Quick analysis of the Ceph IO layer
The goal of this little analysis was to determine the overhead generated by Ceph. One important point was also to estimate the deviance brought by Ceph between RAW IOs from disk and Ceph IOs.
The benchmark plan:
- Benchmark the disk to get RAW performances
- Run a Ceph IO. Then verify the performances, basically I expect them to be close from the RAW benchmarks.
- Run a RADOS Bench. Then estimate the effect of the first write to the OSD and the filestore flush.
The test ran on a 1TB disk @7.2K RPM.
The workload was run in order to simulate RBD objects writes. The fio template used is the following:
[global] ioengine=libaio invalidate=1 ramp_time=5 exec_prerun="echo 3 > /proc/sys/vm/drop_caches" iodepth=1 runtime=300 time_based direct=1 bs=4m filename=/dev/sdb1 [seq-write] stonewall rw=write [seq-read] stonewall rw=read
Below the FIO results:
seq-write: (groupid=0, jobs=1): err= 0: pid=4230 write: io=44900MB, bw=153016KB/s, iops=37 , runt=300475msec seq-read: (groupid=2, jobs=1): err= 0: pid=4272 read : io=48204MB, bw=164268KB/s, iops=40 , runt=300490msec
The bandwidth announced by FIO was 149.4MB/sec for the sequential writes and 160.4MB/sec for the sequential reads.
Then, I compared my RAW results with a Ceph IO:
1 2 3 4
So basically 138.4MB/sec from the ceph osd bench against 149.4MB/sec for FIO. I would say that’s fine since FIO ran for 43GB and the ceph osd bench only wrote 1GB.
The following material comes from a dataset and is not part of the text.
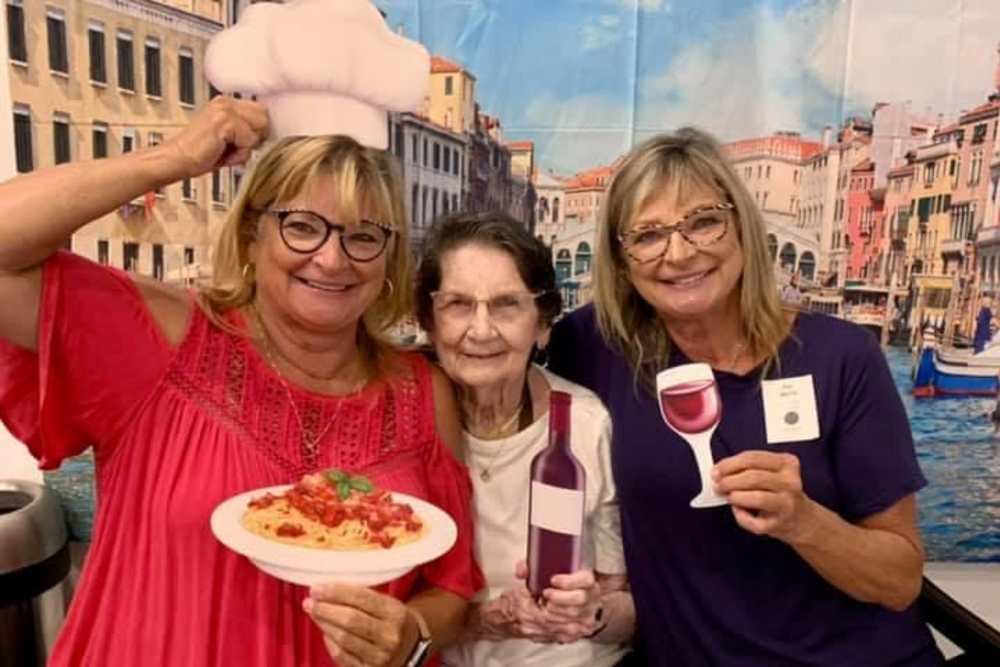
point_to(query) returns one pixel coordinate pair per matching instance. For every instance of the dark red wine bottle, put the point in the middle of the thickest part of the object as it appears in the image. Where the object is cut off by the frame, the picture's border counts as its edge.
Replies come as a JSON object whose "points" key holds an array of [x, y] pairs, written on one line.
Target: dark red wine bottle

Finally, I ran a write RADOS bench locally with a concurrency of 1 on a pool with a replica size of 1 during 300 seconds. Basically, all the IOs were send one by one, each time waiting for the OSD ack.
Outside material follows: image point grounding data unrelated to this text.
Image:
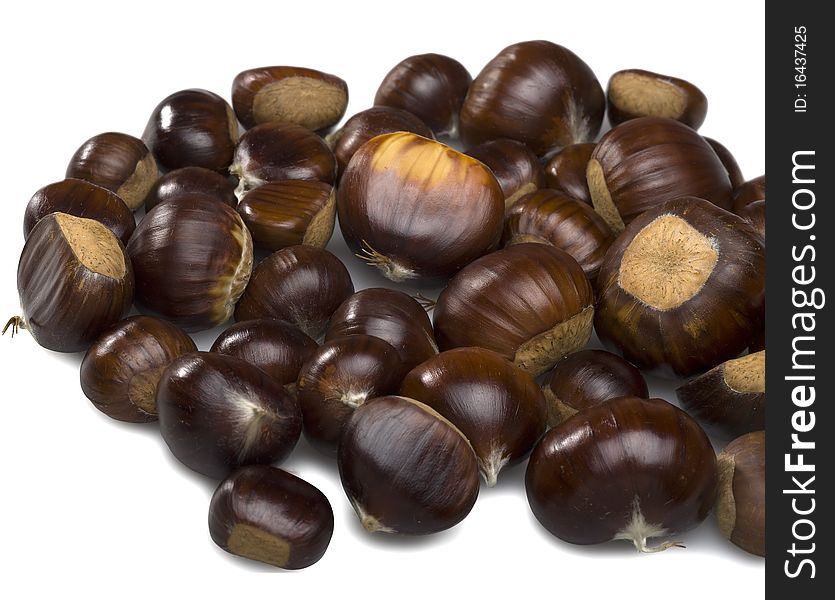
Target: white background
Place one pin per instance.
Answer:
(97, 508)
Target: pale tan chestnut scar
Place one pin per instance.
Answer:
(667, 263)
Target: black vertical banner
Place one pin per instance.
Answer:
(800, 432)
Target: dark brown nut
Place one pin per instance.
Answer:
(634, 93)
(740, 505)
(218, 412)
(80, 199)
(192, 128)
(430, 86)
(405, 468)
(628, 469)
(415, 208)
(536, 92)
(552, 217)
(117, 162)
(588, 378)
(340, 376)
(303, 285)
(286, 213)
(531, 303)
(266, 514)
(193, 258)
(683, 288)
(121, 370)
(306, 97)
(74, 280)
(496, 405)
(646, 161)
A single object write with a replica of 1 leads to 2 IOs:
- Client sends his request to the primary OSD
- First IO is written to the Ceph journal with o_direct and aio
- The filestore flushes the IO to the backend fs with buffered IO
The command I used:
Total time run: 300.097605 Total writes made: 6188 Write size: 4194304 Bandwidth (MB/sec): 82.480 Stddev Bandwidth: 8.39157 Max bandwidth (MB/sec): 100 Min bandwidth (MB/sec): 0 Average Latency: 0.0484891 Stddev Latency: 0.0146481 Max latency: 0.329817 Min latency: 0.029509
As far as I saw, the difference between the RAW results (FIO runs) and the ceph osd tell wasn’t that big, which is quite normal in the end. The RADOS bench wasn’t that bad as well, the impact on the drive is less than expected. Just keep in mind that the test was run locally, thus no network communications were involved and only one replica was set.